Mon, Oct 17, 2022
Qatar 2022 World Cup is just around the corner and in Tryolabs everybody is excited to have their national team compete. As the teams prepare for the event, they more than ever rely on AI-assisted sports analytics for inspecting their performance based on both recordings of their previous games and real-time information delivered to the coach during the matches.
AI is being used to identify patterns that lead to success and to compute indicators that give coaches objective numbers over which to optimize to maximize their team’s chances of scoring. One such indicator is ball possession.
Leveraging Norfair, our open-source tracking library, we put our video analytics skills to the test and wrote some code to showcase how AI can compute ball possession by team automatically by watching a video of a match. Here is how it looks in a snippet of a match between Chelsea and Manchester City:
We also made it open source on GitHub. You can inspect every single part of the code, and use it as a base to build something else!
In this post, we are going to dig a bit deeper into what exactly ball possession is, explain how this system was built from simpler components and how these work.
Ball possession is one of the most important statistics in a soccer game. According to a 2020 study conducted over 625 UEFA Champions League matches, teams with more ball possession won 49.2%, drew 22.0%, and lost 28.7% of the matches overall, exceeding the winning rates of their rivals. This effect was even greater when the gap of ball possession percentage between two teams in a match was higher.
There is definitely something in this number. The team with a higher possession is more likely controlling the match.
We now know how important ball possession is to soccer analytics. But what exactly is it? How is it computed? There are actually two methods that yield different results.
The first method is to consider ball possession in relation to the number of passes.

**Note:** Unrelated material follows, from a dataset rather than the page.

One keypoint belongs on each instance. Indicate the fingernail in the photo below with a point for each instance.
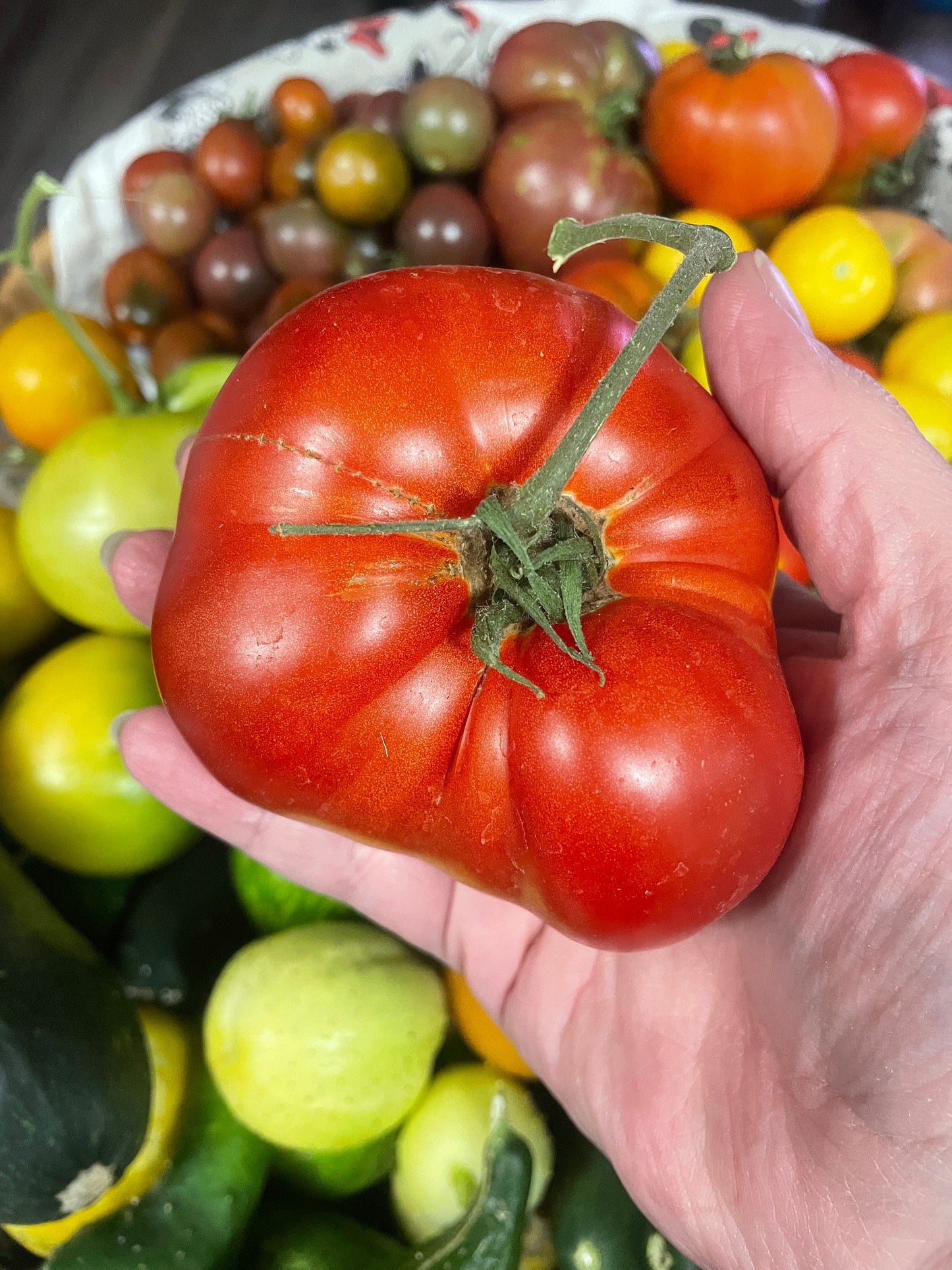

The possession metric would be the number of passes on each team during the match, divided by the total number of passes in the game.
While straightforward to compute if counting passes manually (with a clicker), this method has a big drawback: it doesn’t account for the total time that players have control of the ball.
Another method that is widely used consists of controlling a clock manually for each team. A person has to be in charge of starting a timer when a team gets a hold of the ball and stopping it when they lose it. The timers also need to be paused when the game is stopped. While accurate, this approach needs the scorekeeper to be very focused for the duration of the game. It’s also susceptible to human errors. Forgetting to turn on or off the clock can mess up the metrics (and you don’t want that!).
Do we really need to burden someone with this task in this day and age?
Turns out that with deep learning and computer vision techniques it should be very feasible to automate this. For the remainder of this post, we will understand ball possession as the % of the time that each team has the ball (method 2).
In a nutshell, we will build a clock powered by AI instead of a human.
Let’s start by breaking down the problem. We are going to need to:
There are also some “nice to haves”:
Now that we know what we need to do, let’s see how we can develop each step.
There is no better way to test our algorithm than on live soccer footage videos. However, we can’t just use any live soccer footage video, we have to be sure that the video does not change between different cameras. Fortunately, this can be easily accomplished by trimming a live soccer match from Youtube.
We searched for a few matches with different teams to test our project in different situations. We are going to test our project in the following matches:
What is a soccer match without players and a ball? Just a referee running from one side of the field to the other 🥁.
It’s crucial to know the location of the players and the ball before ever thinking about calculating the ball possession. To do this, we need two deep learning models: one for detecting the players and another for detecting the ball.
What would have been a challenging problem a decade ago is nothing but a few lines of code in 2022. There are multiple pre-trained models we can use to detect people. In this case, we will use YOLOv5 trained in the COCO dataset. This will get us bounding boxes around each player, and confidence scores. Here are the results:
The COCO dataset has a specific label for sports balls, but the results we got using a model trained using it were not good enough for this type of live soccer footage so we had to come up with a different approach.
In order to improve the results for our specific task, we finetuned the YOLOv5 detector trained in COCO with a specific dataset of balls containing only footage from live soccer matches.
The dataset was created with footage of soccer videos with a similar camera view, and the labeling was made with an open-source labeling tool named LabelImg. The finetuning process was made following the instructions of the official YOLOv5 repository.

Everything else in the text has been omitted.